A key problem, though, is that Marshall usually doesn't go beyond stereotypes. He hardly ventures deeper than initial descriptions like My gay brother, Greg and adopted Native American sister, Michelle. And even when his sentiments about his father are sincere, they are conveyed via what sound like clichés: I wanted my poor dad to get better, not worse and Though watching him struggle with this horrific disease was the worst thing I had been through, I didn't want it to end.

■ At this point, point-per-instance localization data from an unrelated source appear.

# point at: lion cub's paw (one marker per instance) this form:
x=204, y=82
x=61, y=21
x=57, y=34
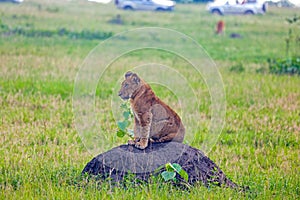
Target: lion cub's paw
x=142, y=144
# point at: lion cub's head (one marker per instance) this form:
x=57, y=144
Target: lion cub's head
x=130, y=85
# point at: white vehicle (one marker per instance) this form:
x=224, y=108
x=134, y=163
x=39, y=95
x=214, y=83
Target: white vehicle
x=156, y=5
x=223, y=7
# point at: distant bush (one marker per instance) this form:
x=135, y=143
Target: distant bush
x=237, y=68
x=285, y=66
x=290, y=64
x=30, y=32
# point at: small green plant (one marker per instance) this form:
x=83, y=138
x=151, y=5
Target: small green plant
x=238, y=68
x=123, y=125
x=172, y=170
x=285, y=66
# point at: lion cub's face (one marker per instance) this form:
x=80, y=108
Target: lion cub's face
x=131, y=84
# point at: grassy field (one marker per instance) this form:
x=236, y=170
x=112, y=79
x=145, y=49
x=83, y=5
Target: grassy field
x=44, y=43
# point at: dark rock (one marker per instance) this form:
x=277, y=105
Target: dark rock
x=119, y=161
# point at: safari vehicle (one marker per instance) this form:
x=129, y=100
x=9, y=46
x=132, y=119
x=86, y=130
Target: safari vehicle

The perennial advice to budding writers is 'show, don't tell', but Marshall frequently – lazily – resorts to telling, as in I was physically breaking down. … I had a full-blown case of caregiver fatigue … Depression was consuming me. What's more, the book is packed with gratuitous cursing, drug and alcohol use, and raunchy sex talk. Marshall is trying to be an unassuming Everyman, free of literary pretensions, but his determined flippancy undermines the importance of his family's story.
That said, this is an enjoyable book with a rollicking pace. You may well find it addictive in places. The fact that it started off as a blog helps account for its baggy, unpolished state; with ruthless revision and deeper reflection, a book of two-thirds this length could be irresistible. Still, to my surprise, Marshall made me cry in the end. Bob was in a unique situation: he decided when to go off the respirator, so the family knew exactly when he would die and were able to micromanage his last days and funeral. In a fantastic fictional section, Marshall imagines his father's elaborate farewell, in which he takes a symbolic run through his life story and says goodbye the way he would have wanted.
This invented chance at closure was proof to me that Marshall has an eye for fiction – especially when he cuts down on the obscenities (there are only seven in the last chapter and epilogue, noticeably fewer than in the rest of the book). I wondered whether writing his family's story as a novel would have allowed him to be less self-consciously glib. As he remarks early on, our home is burning to the ground with tragedy; this memoir does not really do justice to that family tragedy, but with practice Marshall could be a talent to watch.
Further reading suggestion: The Last Leaves Falling by Sarah Benwell is a YA novel with an ALS theme. For a more heartfelt picture of being a carer to someone with a muscular disorder, see The Revised Fundamentals of Caregiving by Jonathan Evison.